Claude Debussy’s Prélude à l’après-midi d’un faune (Prelude to the Afternoon of the Faun) is quietly pretty, the piece opening with the undulating oriental ‘faun’ theme in the flute. The sprinkling of the harp arpeggios with orchestral swells conjure up the feeling of a heady summer garden, complete with buzzing bees from tremolo strings. Under Mandeal’s hand, beautifully serene violins rise up from the long-sustained chords of the rest of their section and the oboe’s teasing imitation of the flute theme plays with its originally elegant character. Energy and power dwindling back to its beginning low level, the piece closes with the delicate accents of mini cymbals.

Camille Saint-Saëns’ Piano Concerto No.2 in G minor has been described as beginning “with Bach and end[ing] with Offenbach” – due to the Bach-esque organ-like piano in the first movement and fantastic conclusion, à la Offenbach, to its final movement. Saint-Saëns performed the concerto himself only 17 days after beginning its composition. In his own words, he played “very badly” – which to the undergraduate who procrastinates essays by attending concerts is comically reassuring.

Royal Academy of Music Professor of Piano Ian Fountain also returned to the Philharmonic for the first time since 1990; since then he has been a regular guest at international festivals such as Prague Spring and recently forayed into conducting.

Fountain’s tall stature blessed him with long limbs that are almost floppy in their movement across the keyboard. The opening of the Andante sostenuto is incredibly scalic, its tempo fluctuating with the ascent and descent of every scale, Fountain lifting his hands higher and higher with every sforzando chord to signal the approaching first orchestral entry. The movement ends as it began, with fingers running up and down the keyboard in increasing intensity and tempo as the conclusion approaches. Allegro scherzando is noticeably more lighthearted after the minor conclusion of the Andante – the skipping, arpeggio opening piano theme imitated in the woodwind fills the mind with visions of brightly coloured merry-go-rounds and toy boxes. Presto is as intense as expected, Fountain’s ever-relaxed limbs moving with astonishing alacrity until the final chord.

Movement I of Brahms’ Symphony No. 3 in F major begins warmly with heraldic trombones blasting and a full sound from the orchestra, and this cushiony texture is maintained throughout.
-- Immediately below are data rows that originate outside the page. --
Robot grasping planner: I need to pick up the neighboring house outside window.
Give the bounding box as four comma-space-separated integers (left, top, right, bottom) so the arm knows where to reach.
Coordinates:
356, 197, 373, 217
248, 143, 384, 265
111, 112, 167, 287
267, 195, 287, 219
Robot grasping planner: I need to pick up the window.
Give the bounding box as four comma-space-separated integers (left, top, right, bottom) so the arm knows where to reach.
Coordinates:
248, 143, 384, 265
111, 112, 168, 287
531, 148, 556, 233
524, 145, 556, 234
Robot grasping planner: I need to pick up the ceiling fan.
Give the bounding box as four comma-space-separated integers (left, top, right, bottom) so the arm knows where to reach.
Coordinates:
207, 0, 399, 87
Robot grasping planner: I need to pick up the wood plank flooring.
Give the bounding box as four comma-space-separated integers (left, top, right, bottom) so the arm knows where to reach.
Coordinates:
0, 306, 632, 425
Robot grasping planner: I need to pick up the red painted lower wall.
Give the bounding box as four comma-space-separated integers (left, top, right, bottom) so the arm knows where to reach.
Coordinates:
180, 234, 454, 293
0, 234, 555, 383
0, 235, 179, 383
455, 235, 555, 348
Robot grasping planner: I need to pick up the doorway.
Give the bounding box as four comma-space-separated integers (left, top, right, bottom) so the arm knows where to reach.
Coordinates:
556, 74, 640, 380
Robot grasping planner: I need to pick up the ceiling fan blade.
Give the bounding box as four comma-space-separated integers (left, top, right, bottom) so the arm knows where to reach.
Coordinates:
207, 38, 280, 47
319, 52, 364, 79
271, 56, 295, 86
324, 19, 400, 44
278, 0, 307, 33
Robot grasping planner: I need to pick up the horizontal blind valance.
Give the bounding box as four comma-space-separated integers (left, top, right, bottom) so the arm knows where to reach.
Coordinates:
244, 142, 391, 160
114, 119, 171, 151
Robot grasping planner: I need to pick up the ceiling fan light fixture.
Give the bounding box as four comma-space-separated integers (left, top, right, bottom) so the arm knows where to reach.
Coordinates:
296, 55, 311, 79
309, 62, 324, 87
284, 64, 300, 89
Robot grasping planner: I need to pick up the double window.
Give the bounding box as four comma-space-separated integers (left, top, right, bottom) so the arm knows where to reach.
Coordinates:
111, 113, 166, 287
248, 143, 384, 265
The movement rolls quietly to a stop, like a train pulling into a station, accompanied by subtle timpani rolls. Movement II continues in the same quiet and understated way, blossoming grandiosely at moments in volume and energy. Mandeal conducts his orchestra with aplomb in a slow, sad dance that is the third movement, led by the cellos. Brahms’ fourth movement thunders into action with frighteningly sudden and unanticipated force, tremendous volume and power created by the orchestra thundering through the movement. Occasionally the strings break ranks from this onslaught in moments of serenity with regal melodies supported by timpani. The piece closes delicately, a “golden glow” surrounding the orchestration like a “halo”, as described by Conrad Wilson.